In Italia la maggior parte dei bambini riceve con impazienza i regali nel giorno di Natale, ma in alcune città del Nord e Centro Italia, tra cui Brescia, Bergamo, Mantova, Cremona, Lodi, Udine, Verona, Piacenza, Parma, Reggio Emilia e i comuni confinanti, è Santa Lucia, nella notte tra il 12 e 13 dicembre, che con il suo asinello e il suono di un dolce campanellino, porta i doni ai bambini che hanno fatto i bravi durante l’anno.

Abito a Brescia e scrivere di Santa Lucia mi fa tornare con la mente bambina e rivivere le emozioni che un bimbo prova in quei giorni di attesa e durante quella notte magica. Tutti i bambini che abitano nelle città dove si festeggia Santa Lucia sanno che è lei che porta i regali ai bambini buoni insieme al suo asinello nella notte tra il 12 e 13 dicembre, quella che viene definita la notte più fredda e lunga dell’anno.

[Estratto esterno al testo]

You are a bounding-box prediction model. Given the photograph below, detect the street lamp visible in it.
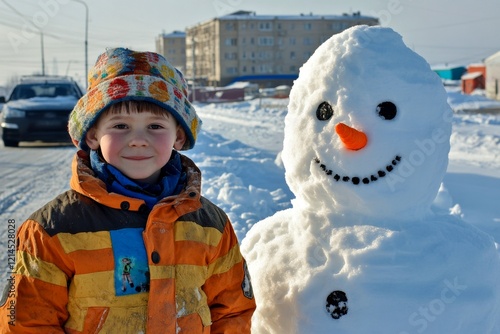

Ricordo ancora che, come tutti i bambini, scrivevo la letterina per Santa Lucia e quella notte preparavo una ciotola con della farina per l’asinello e una tazza di latte e biscotti per Santa Lucia. Ora che ci ripenso sorrido, ma all’epoca ero così felice ed emozionata all’idea che sarebbe passata Santa Lucia al punto da non vedere l’ora di andare a letto presto per svegliarmi il prima possibile la mattina seguente e guardare tutti i regali e dolci che Santa Lucia mi aveva portato.

Tutti i bambini conoscono la storia di Santa Lucia, e ve la racconterò in quanto è molto toccante e per i Cristiani la Santa rappresenta la protettrice delle malattie degli occhi. Lucia nacque a Siracusa nel 283 d.C in una famiglia ricca e nobile, ma all’età di 5 anni perse il padre e con la madre decise di dedicare la propria vita a Gesù, facendo voto di povertà e castità.

Lucia era molto bella e per questo suscitò l’amore di un giovane pagano che, dopo essere stato da lei allontanato, per vendicarsi decise di denunciarla e consegnarla alle autorità, in quanto a quell’epoca tutti i Cristiani venivano perseguitati. La giovane non negò la sua religione e così venne condannata a morire bruciata viva come se fosse una strega. La leggenda narra che in quel momento Lucia non vide più nulla e non sentii le fiamme che ardevano intorno a lei ma volò felice in paradiso. Era il 13 dicembre, e Lucia aveva solo 22 anni.

Arrivata in cielo, Lucia tornò a vedere e gli angeli le comunicarono che almeno per una notte all’anno sarebbe potuta tornare sulla terra per far felici i bambini buoni portando loro giocattoli e dolci. L’unica condizione che le imposero fu la seguente: potrai andare solo di notte perchè i tuoi occhi potranno vedere solo alla luce della luna e delle stelle e quella notte sarà sempre la stessa, quella del 13 dicembre quando il buio sembra interminabile.

Da allora Santa Lucia ogni anno, con il suo carro pieno di doni e accompagnata dal suo asinello, giunge nelle case di molti bambini per renderli felici. Per me si tratta di uno dei ricordi più dolci della mia infanzia, così come per tutti i bambini che hanno vissuto la magia di Santa Lucia e che anche da grandi continuano ad aspettarla e a vivere quell’attesa e quella notte con la stessa emozione di quando erano piccoli!